The effect is roughly equivalent to someone opening a message to you with "Oy Hebe!" -- except that in my case the writer presumably felt he was being friendly and simply using a common contraction of my full name.

And this from a stranger who then proceeded to ask a favour of me...

Perhaps I'm growing curmudgeonly and over-sensitive, but a person's name is a thing of considerable power. The casual, winking use of one's first name assumes a depth of relationship where often none exists.

At the same time, the clipping of one's first name very often acts as an inadvertent filter - address me with a cheery "Mike" or (heaven forbid) "Mick" and I'll know immediately that you don't know me - for all your "friendsterliness".

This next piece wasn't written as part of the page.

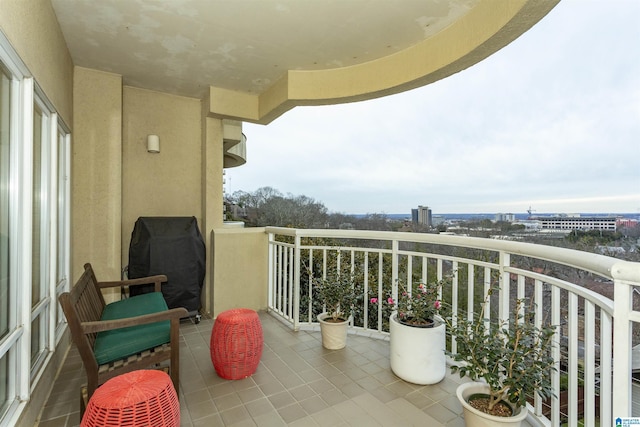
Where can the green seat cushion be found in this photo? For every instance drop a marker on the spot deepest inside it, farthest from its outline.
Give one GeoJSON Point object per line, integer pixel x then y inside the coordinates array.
{"type": "Point", "coordinates": [120, 343]}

Following the trend in email, can such "friendly" saluations in snail mail be far behind? As recently as five years ago, I would never have dreamed of opening an unsolicited email or a letter to a stranger with their first name. Now, I do so routinely, with barely a second thought.

How long before the credit card and life insurance sales letters start arriving with a nudging "Hey Mick!" in the opening line?

Permalink to Comment

5. JayT on March 21, 2004 9:21 AM writes...

Sorry.

Just curious as to why, danah? I did that for a long while, to keep m'self in perspective, but was criticized. Then quit using caps altogether but was criticized because some "found it hard ta-read". (And is danah your LEGAL name?...;-)

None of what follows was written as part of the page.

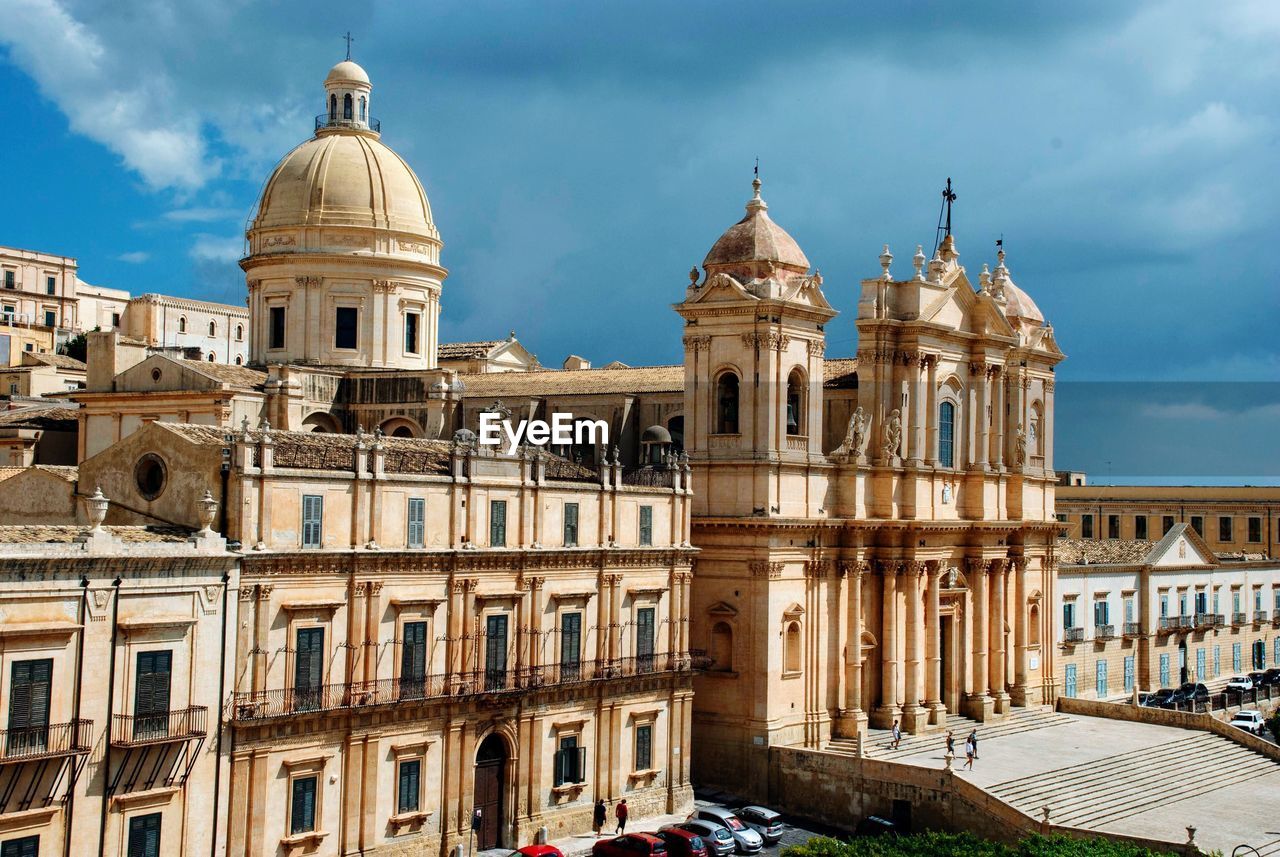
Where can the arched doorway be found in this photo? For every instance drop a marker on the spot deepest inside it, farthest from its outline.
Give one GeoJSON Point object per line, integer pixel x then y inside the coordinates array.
{"type": "Point", "coordinates": [490, 789]}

No matter, as just givin ya a hard way ta-go...;-D Glad the part about "young wench" was less controversial than the caps, as ya never know 'bout these things... Depends.

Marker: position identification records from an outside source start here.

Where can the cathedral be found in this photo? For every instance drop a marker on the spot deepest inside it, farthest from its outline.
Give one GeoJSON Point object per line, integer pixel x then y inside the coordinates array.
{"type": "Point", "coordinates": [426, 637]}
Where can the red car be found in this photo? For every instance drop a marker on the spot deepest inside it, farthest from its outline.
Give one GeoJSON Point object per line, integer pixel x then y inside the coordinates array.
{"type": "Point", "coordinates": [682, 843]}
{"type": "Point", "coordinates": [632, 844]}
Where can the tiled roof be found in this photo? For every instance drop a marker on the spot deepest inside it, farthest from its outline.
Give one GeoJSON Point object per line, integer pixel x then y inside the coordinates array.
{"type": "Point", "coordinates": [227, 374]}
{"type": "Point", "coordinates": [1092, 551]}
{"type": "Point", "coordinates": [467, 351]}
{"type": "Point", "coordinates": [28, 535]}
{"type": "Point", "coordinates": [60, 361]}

But sorry I went and named you according to my convenience, as opposed to how you want to be named... (I did say "it's 'funny'"...) Went and semi-unintentionally did what "Dave" here (sorry, David.. snort...;-) was complaining about. Dunno why I did that.

But, as I implied over at JOHO or Ben Hammersley's or some place, naming an "object" (and/or person) properly still isn't close to understanding "it" (and/or the person) completely, right?


Permalink to Comment

6. Sammi Tolonen on March 21, 2004 10:33 AM writes...

"Properly lower cased": get over yourself.

Permalink to Comment

7. Mike O'Dell on March 22, 2004 7:40 AM writes...

Yo, David!

And then there is the problem of names whose orthography produces execution errors in many, many web sites. in fact,
my last name, complete with the apostrophe, is a divining rod for MS web server software. So on many sites, i'm stuck
with being Mike ODell, without the apostrophe. it happens
frequently enough that i'm wondering whether i should just
nuke it and save my son a lot of trouble. of course if i did
that, it would be Odell since the capital D is hard enough WITH the apostrophe and otherwise random capitalization (or not) just breeds further problems.

then there's the amusement over people who try to pronounce
my login name as a word instead of two letters. and when others hear them do that, the unknowning start trying to
send mail to MOE. Now I'm a huge Three Stooges fan, but
Moe Howard was an original.

Permalink to Comment

8. Zack Lynch on March 23, 2004 2:04 PM writes...

Very classic post David. Very Classic.

Permalink to Comment

9. Katerina on May 4, 2004 7:34 AM writes...

l wanna change my name in my e-mail as Tina Baby.. Not ..Katerina...l dont know how to do it.